SPAZIERGANG
ORTE UND WIRKSTÄTTEN IN WIEN
Eine Entdeckungsreise durch Wien zu prägenden Orten und Stationen, an denen Alfred Adler lebt, arbeitet und die Individualpsychologie zu einer bedeutenden tiefenpsychologischen Schule entwickelt.
(1) Frühe Kindheit: 15., Mariahilfer Straße 208
Alfred Adler, geboren 1870, verbringt seine ersten sieben Jahre im Vorort Rudolfsheim – umgeben von Markttrubel und dem Rattern der Pferdetram. Der frühe Tod seines Bruders und eigene Krankheiten wecken schon als Kind den Wunsch, Arzt zu werden. Soziale Umgebung und frühe Erfahrungen sollten später seine Theorien entscheidend prägen.
(2) Hernalser Gymnasium: 17., Geblergasse 56
Ab 1881 besucht Alfred Adler das Hernalser Gymnasium, das damals in der Kalvarienberggasse liegt und eine reine Bubenschule ist. Als durchschnittlicher Schüler legt er 1888 erfolgreich die Matura ab.
(3) 1. Praxis und Wohnung: 2., Czerningasse 7
Nach seinem Medizinstudium heiratet Alfred Adler 1897 Raissa Timofejewna Epstein. 1899 ziehen sie in die Czerningasse in der Leopoldstadt, einem jüdisch geprägten Bezirk, wo Adler seine erste Praxis eröffnet. Er behandelt Menschen aus allen sozialen Schichten, auch vom nahegelegenen Prater.
(4) Adler bei Freud: 9., Berggasse 19
An diesem Ort, wo sich heute das Sigmund Freud Museum befindet, entwickelt Freud die Grundlagen der Psychoanalyse und rief 1902 die Psychologische Mittwoch-Gesellschaft ins Leben, aus der die Wiener Psychoanalytische Vereinigung entsteht. Alfred Adler ist von Anfang an Teil dieses exklusiven Zirkels. 1911 führen unüberwindbare Differenzen zum Bruch: Adler wird ausgeschlossen und gründet seinen eigenen psychoanalytischen Verein.
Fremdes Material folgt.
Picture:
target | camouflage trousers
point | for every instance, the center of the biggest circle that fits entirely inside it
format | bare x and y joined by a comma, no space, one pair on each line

(5) 2. Praxis und Wohnung: 1., Dominikanerbastei 10
1911 zieht die Familie in die Dominikanerbastei in der Inneren Stadt, wo Alfred Adler auch eine Praxis eröffnet. Noch im selben Jahr gründet er den „Verein für freie psychoanalytische Forschung“, aus dem 1913 der „Verein für Individualpsychologie“ hervorgeht. Die Wohnung wird zum Treffpunkt der Adlerianer*innen. Ab 1927 widmet er sich verstärkt Vorträgen, Publikationen und Reisen.
(6) Café Central: 1., Herrengasse 14
Alfred Adler ist leidenschaftlicher Kaffeehausgänger und verkehrt regelmäßig im Café Central. Der Ort ist ein internationaler Treffpunkt mit über 200 Zeitungen in mehr als 20 Sprachen. Gern wird Schach gespielt, besonders von Herrn Bronstein, alias Leo Trotzki, einem guten Bekannten der Familie Adler.
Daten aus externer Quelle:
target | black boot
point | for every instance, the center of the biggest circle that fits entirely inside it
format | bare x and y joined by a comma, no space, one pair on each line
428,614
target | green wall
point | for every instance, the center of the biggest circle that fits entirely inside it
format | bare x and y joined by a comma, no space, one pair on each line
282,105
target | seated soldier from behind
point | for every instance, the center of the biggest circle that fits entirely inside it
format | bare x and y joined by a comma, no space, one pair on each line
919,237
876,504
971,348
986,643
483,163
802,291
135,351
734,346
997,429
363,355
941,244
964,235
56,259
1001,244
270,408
(7) Café Siller: 1., Schwedenplatz 3
Das Café Siller ist mehr als nur ein Kaffeehaus – es wird zum Wohnzimmer der Wiener Individualpsychologie, betrieben von einem ehemaligen Patienten Adlers. In Zeitungsanzeigen wird eigens darauf hingewiesen, dass es sich um den „Treffpunkt der Individualpsychologen“ handelt.
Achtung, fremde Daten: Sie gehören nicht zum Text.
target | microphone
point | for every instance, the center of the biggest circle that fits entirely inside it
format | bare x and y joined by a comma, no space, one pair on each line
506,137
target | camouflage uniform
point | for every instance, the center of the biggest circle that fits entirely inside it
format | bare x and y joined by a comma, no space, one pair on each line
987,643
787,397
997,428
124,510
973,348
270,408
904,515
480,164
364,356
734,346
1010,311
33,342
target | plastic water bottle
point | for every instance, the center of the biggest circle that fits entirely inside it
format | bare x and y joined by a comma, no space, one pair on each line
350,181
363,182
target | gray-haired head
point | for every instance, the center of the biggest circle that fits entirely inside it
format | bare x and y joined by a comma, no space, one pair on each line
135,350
(8) Volksheim Ottakring: 16., Ludo-Hartmann-Platz 7
Im Volksheim Ottakring wird 1905 die erste Abend-Volkshochschule Europas errichtet – mitten in einem Arbeiter*innenbezirk, mit dem Ziel, Bildung für alle zugänglich zu machen. Nach dem Ersten Weltkrieg hält Alfred Adler hier vielbeachtete Vorträge. Daraus entwickelt sich eine intensive Tätigkeit der individualpsychologischen Erziehungsberatung.
(9) Villa in Salmannsdorf: 19., Dreimarksteingasse 16
Alfred Adlers internationaler Erfolg macht es möglich, 1927 eine Villa mit großem Garten am Stadtrand Wiens zu erwerben. Die Familie verbringt dort ihre Wochenenden und Ferien. In der Freizeit wird viel musiziert, Adler widmet sich leidenschaftlich der Botanik und empfängt regelmäßig Schüler*innen und Gäste.
(10) Ehrengrab am Wiener Zentralfriedhof: 11., Simmeringer Hauptstraße 234
Alfred Adler stirbt 1937 während einer Vortragsreise im schottischen Aberdeen an Herzversagen. Seine Urne gilt lange als verschollen, bis sie 2007 von einer Gruppe Individualpsycholog*innen in Edinburgh ausfindig gemacht wird. Zum 100-jährigen Jubiläum der Individualpsychologie 2011 wird sie nach Wien überführt und am Zentralfriedhof in einem Ehrengrab beigesetzt. Die Urne bewahrt die Erinnerung an Adlers Emigration und ist ein stilles Mahnmal für die Vertreibung jüdischer Intelligenz im faschistischen Österreich.